Venice Biennale 2026 Expands Across the City With New Island, Street, and Canal Projects
Venice’s 2026 Biennale season is taking shape as a citywide sequence of interventions that move well beyond the traditional exhibition circuit. From a restored island outpost to a street suspended with paintings and a return of monumental glass along the Grand Canal, the projects point to a Biennale increasingly defined by ecology, public space, and international exchange.
The most ambitious of the new venues is San Giacomo, where collector and arts patron Patrizia Sandretto Re Rebaudengo’s years-long redevelopment will open on 7 May. The restored Napoleonic-era powder magazines, unused since the 1960s, have been converted into exhibition spaces. The inaugural program will feature Matt Copson’s first Italian solo exhibition, centered on installations that use theatrical devices to consider life cycles and existential questions, alongside a concurrent group show drawn from the Sandretto Re Rebaudengo collection. Several works in that presentation are site-specific commissions shaped by the island’s shifting ecology.
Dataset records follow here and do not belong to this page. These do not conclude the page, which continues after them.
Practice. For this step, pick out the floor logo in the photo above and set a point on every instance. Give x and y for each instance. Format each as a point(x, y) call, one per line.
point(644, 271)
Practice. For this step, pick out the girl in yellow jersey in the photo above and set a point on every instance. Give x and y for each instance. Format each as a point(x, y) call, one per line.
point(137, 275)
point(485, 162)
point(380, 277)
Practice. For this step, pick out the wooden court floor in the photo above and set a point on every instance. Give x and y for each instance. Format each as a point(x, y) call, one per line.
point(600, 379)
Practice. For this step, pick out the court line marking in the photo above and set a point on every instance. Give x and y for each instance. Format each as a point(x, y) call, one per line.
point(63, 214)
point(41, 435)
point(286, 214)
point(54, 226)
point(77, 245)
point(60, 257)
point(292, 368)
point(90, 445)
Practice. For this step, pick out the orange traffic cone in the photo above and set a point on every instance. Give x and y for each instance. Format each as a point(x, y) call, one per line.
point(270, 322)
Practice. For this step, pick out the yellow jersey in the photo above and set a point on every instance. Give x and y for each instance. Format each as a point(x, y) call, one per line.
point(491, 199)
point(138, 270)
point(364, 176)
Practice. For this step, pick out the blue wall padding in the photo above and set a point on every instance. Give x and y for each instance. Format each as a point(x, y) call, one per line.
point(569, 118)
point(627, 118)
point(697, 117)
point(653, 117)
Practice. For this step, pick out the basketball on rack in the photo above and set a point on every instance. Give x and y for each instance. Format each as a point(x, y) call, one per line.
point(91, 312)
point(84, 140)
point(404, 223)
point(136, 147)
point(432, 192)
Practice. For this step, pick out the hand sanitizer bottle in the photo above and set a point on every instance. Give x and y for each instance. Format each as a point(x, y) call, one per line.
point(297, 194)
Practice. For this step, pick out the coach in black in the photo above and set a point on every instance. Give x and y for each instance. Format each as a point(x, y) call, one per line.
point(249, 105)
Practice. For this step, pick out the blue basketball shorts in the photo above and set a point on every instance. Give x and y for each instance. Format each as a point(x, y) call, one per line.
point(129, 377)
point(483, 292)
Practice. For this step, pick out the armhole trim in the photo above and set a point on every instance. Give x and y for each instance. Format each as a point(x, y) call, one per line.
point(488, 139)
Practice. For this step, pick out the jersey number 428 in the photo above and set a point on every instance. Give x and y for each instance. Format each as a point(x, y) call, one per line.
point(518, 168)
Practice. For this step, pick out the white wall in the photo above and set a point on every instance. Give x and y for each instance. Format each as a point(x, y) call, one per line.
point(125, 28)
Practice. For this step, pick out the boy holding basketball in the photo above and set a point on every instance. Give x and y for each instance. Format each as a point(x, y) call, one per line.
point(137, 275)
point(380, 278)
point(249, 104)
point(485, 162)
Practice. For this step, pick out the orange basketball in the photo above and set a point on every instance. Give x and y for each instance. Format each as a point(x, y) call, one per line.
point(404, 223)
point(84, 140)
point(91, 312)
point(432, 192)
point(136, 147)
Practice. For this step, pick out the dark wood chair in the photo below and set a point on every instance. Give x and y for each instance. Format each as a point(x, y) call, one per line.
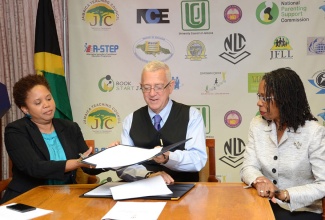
point(84, 178)
point(3, 185)
point(208, 172)
point(323, 201)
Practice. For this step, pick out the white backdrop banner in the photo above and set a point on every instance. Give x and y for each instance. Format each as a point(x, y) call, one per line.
point(217, 51)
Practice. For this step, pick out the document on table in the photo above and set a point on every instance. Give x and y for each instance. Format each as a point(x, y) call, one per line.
point(147, 187)
point(135, 210)
point(123, 155)
point(6, 213)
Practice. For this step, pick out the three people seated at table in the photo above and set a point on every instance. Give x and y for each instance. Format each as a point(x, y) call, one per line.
point(45, 150)
point(284, 157)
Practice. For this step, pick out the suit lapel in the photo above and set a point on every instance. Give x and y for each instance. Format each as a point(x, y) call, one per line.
point(37, 137)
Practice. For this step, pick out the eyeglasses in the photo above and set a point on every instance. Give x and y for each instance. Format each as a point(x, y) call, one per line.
point(157, 88)
point(262, 98)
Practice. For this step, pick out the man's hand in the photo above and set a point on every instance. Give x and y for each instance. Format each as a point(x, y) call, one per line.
point(163, 158)
point(167, 178)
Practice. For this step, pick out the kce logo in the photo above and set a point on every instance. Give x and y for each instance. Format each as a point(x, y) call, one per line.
point(153, 16)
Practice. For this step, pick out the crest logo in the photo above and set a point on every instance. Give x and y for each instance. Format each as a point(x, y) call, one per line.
point(232, 14)
point(254, 81)
point(267, 12)
point(100, 15)
point(177, 82)
point(195, 15)
point(319, 81)
point(234, 46)
point(322, 115)
point(215, 80)
point(205, 111)
point(196, 51)
point(281, 48)
point(234, 149)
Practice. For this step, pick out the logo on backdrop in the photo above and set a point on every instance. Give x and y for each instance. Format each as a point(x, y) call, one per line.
point(153, 16)
point(322, 7)
point(318, 80)
point(195, 15)
point(101, 50)
point(293, 11)
point(100, 14)
point(322, 115)
point(254, 81)
point(233, 14)
point(101, 118)
point(214, 83)
point(234, 149)
point(232, 119)
point(267, 12)
point(177, 84)
point(153, 48)
point(281, 48)
point(107, 84)
point(315, 45)
point(234, 46)
point(196, 51)
point(205, 111)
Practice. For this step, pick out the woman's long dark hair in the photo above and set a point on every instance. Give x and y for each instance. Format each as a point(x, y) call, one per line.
point(290, 97)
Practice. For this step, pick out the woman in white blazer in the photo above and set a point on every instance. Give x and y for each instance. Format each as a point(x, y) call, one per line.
point(285, 155)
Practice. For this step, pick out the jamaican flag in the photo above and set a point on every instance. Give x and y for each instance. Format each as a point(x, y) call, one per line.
point(48, 60)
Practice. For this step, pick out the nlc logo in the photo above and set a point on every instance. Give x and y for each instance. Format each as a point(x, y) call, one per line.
point(152, 16)
point(234, 149)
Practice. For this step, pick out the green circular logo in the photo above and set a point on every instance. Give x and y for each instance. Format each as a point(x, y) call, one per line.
point(267, 12)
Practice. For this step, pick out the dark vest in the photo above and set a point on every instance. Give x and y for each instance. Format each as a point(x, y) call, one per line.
point(144, 135)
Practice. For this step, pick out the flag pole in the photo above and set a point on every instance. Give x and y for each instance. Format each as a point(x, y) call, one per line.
point(65, 53)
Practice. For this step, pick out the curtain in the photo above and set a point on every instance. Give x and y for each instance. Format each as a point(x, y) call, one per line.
point(17, 30)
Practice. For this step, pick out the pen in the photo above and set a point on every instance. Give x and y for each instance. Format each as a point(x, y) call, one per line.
point(161, 143)
point(82, 156)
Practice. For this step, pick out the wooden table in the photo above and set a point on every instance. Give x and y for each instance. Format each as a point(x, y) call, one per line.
point(206, 200)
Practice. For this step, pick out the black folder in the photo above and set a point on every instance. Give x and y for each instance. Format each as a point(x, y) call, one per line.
point(178, 189)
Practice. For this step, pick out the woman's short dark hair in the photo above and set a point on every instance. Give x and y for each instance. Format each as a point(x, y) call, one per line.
point(289, 94)
point(24, 85)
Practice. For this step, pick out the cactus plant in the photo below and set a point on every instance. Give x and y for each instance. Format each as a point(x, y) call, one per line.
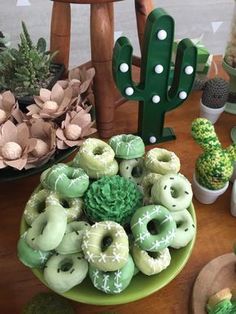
point(214, 166)
point(155, 97)
point(26, 69)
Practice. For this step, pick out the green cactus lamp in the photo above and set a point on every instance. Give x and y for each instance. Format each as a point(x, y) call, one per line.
point(153, 93)
point(214, 167)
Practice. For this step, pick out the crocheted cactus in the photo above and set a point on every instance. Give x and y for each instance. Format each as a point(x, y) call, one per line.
point(214, 166)
point(215, 92)
point(155, 97)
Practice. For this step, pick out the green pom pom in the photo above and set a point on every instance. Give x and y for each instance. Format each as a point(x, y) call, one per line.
point(48, 303)
point(112, 198)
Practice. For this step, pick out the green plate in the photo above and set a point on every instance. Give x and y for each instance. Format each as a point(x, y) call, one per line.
point(11, 174)
point(140, 286)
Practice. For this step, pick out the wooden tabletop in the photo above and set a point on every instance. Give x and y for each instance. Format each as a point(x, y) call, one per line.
point(215, 236)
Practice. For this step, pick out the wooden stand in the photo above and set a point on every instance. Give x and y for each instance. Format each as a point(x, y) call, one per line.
point(102, 42)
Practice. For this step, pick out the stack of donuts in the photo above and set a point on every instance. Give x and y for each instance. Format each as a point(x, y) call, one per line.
point(112, 212)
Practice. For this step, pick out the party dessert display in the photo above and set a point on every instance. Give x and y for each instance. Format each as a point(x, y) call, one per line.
point(113, 212)
point(153, 93)
point(214, 166)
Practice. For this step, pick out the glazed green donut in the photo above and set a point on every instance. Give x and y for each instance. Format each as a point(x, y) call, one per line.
point(132, 169)
point(185, 228)
point(94, 154)
point(35, 205)
point(163, 222)
point(68, 181)
point(72, 206)
point(72, 240)
point(115, 281)
point(151, 264)
point(147, 183)
point(30, 257)
point(162, 161)
point(106, 257)
point(172, 191)
point(127, 146)
point(48, 229)
point(63, 272)
point(110, 170)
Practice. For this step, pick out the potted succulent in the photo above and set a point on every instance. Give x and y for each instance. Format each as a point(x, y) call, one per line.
point(214, 96)
point(214, 166)
point(229, 64)
point(28, 68)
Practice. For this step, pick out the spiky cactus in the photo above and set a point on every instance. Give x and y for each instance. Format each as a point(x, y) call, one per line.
point(153, 92)
point(214, 166)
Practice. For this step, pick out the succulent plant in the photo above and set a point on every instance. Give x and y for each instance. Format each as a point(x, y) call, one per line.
point(26, 69)
point(112, 198)
point(214, 166)
point(215, 92)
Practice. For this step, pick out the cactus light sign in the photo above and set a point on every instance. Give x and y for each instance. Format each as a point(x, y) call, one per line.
point(153, 92)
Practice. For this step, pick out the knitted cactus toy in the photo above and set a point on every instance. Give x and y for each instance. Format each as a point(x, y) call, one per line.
point(155, 97)
point(214, 166)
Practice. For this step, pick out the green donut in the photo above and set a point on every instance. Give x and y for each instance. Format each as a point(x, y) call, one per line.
point(185, 228)
point(48, 229)
point(151, 264)
point(132, 169)
point(162, 161)
point(72, 206)
point(94, 154)
point(115, 281)
point(172, 191)
point(65, 180)
point(127, 146)
point(30, 257)
point(35, 205)
point(147, 183)
point(164, 228)
point(72, 240)
point(106, 257)
point(110, 170)
point(63, 272)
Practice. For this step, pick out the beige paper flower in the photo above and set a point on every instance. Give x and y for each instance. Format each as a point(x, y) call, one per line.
point(7, 105)
point(45, 136)
point(74, 128)
point(15, 145)
point(51, 104)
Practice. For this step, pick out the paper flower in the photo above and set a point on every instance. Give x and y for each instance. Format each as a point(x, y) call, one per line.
point(45, 136)
point(112, 198)
point(74, 128)
point(51, 104)
point(15, 145)
point(7, 105)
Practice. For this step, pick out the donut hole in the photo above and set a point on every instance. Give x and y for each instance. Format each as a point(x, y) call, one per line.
point(164, 158)
point(98, 151)
point(152, 227)
point(106, 242)
point(137, 172)
point(65, 265)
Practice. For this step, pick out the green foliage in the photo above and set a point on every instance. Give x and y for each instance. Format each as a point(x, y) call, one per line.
point(26, 69)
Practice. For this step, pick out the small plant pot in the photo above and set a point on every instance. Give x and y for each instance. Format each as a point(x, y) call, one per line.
point(204, 195)
point(231, 103)
point(212, 114)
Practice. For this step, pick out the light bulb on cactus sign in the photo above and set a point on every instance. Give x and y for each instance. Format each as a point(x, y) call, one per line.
point(153, 91)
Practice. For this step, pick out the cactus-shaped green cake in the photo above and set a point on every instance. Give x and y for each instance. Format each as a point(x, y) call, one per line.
point(154, 95)
point(214, 166)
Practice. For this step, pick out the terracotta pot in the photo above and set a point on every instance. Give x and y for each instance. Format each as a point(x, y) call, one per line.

Another project, Melissa McGill’s Marea, will bring around 100 paintings to Corte Nova from 30 April to 10 May. Created with residents and students from Università Iuav di Venezia, the works will be strung above the street between the Biennale Gardens and the Arsenale. Rendered in lagoon blues and greens, the installation turns a familiar domestic scene into a civic gesture, linking Venice’s visual identity to the rising tides and climate pressures that threaten it. Support from the Italian National Commission for Unesco and the Italian Ambassador to the US underscores the project’s public urgency.
Dale Chihuly also returns to Venice with Chihuly: Venice 2026, opening on 5 May at the Istituto Veneto di Scienze, Lettere ed Arti and running until 14 November. The exhibition combines institutional framing with spectacle, including three monumental installations along the Grand Canal visible from the Accademia Bridge. Among them is Gold Tower (2025), installed in Palazzo Franchetti and rising 30 feet with undulating, luminous forms. Presented by Pilchuck Glass School and the Frederik Meijer Gardens and Sculpture Park, the project revisits the artist’s 1990s Venetian chapter.
Wallace Chan’s Vessels of Other Worlds opens on 8 May in the Chapel of Santa Maria della Pietà and continues through 18 October. The installation features three titanium sculptures modeled on Olea Sancta vessels, with suspended elements that suggest oil droplets in motion. A parallel exhibition will open on 18 July at the Long Museum in Shanghai, extending the project into a transcontinental dialogue.
Together, these projects suggest that Venice’s Biennale season is becoming less a single event than a dispersed cultural geography, one in which the city itself remains the central medium.